Point-Of-Sale Fraud: What Every Business Needs to Know
The point-of-sale (POS) breaches that plagued retailers in 2014 are back with a vengeance this year, writes Patrick Sweeney, Dell Security executive director, at cio.com.
Of course, POS systems include hardware and software and are used by retailers to complete business transactions. A breach is an attack by cyber criminals to steal confidential information such as 16-digit payment card numbers. But other POS data such as personally identifiable information and merchant ID numbers are stolen too. This information is often sold in underground markets and used for identity theft and fraud.
Here’s what every business needs to know about point-of-sale breaches and POS fraud.
Easy Targets. Cyber criminals target POS systems because they’re so widely available. Half of the world’s credit card fraud occurs in the U.S. (which is the world’s single largest user of payment cards).
Technology. The – dated – magnetic strip technology is still widely used in North America but that’s about to change. Any retailers who want to use credit and debit cards must adopt EMV Chip and PIN technology by October of this year if they haven't already. The PCI (Payment Card Industry) Security Standards Council provides information on PCI compliance. The encrypted code technology of EMV cards, combined with PIN protection, will make transactions 700 times more secure, according to an article at privacyassocation.org. But as the deadline approaches, cyber criminals will likely increase their attacks on POS, warns Experian’s 2015 Second Annual Data Breach Industry Forecast.
All Retailers at Risk. While large retail breaches seem to dominate in the headlines, small and medium-sized businesses are also victims, according to this pcworld.com article. The smaller retailers are a target because their POS systems are usually not as safeguarded as larger systems. In 2014, the average cost per lost or stolen record was $201, according to the Ponemon 2014 Cost of Data Breach Study: United States report.
Quick-minded Criminals. Security experts say that once Chip and PIN technology is adopted it won’t be long before cyber thieves find new vulnerabilities to target. Either way, retailers are encouraged to improve the security of their infrastructure and have an incident response plan in place.

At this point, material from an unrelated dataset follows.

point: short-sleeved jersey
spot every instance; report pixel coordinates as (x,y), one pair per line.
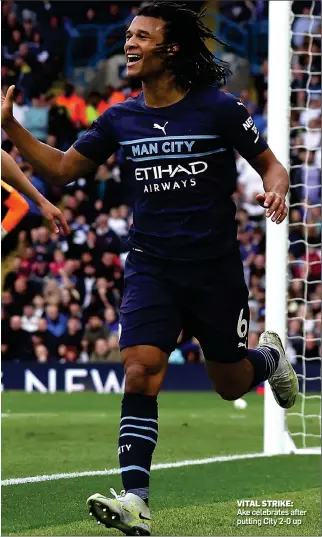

Internet Connection. The Cisco 2014 Midyear Security Report on Industry Trends said being connected to the internet provides criminals with a point of entry to corporate networks. Unless a POS system needs Internet access, industry experts recommend that it is completely firewalled from the internet and WiFi to prevent external threats.
Variety of Attack Methods. A SANS Institute whitepaper explains that attack methods include skimming and memory scraping, which intercept payment card data. Another way criminals get access to a network is to send a malicious attachment or link in a spear-phishing email to an individual in a company. That’s why it’s important to educate employees about both attack methods and information security best practices in the workplace.
Third Parties. The SANS Institute whitepaper said that third parties to organizations can be a weak link in an organization’s data security armor. Third parties are usually small businesses that think they won’t be targeted and therefore are lax in information security. Choose reliable and security-minded third party vendors.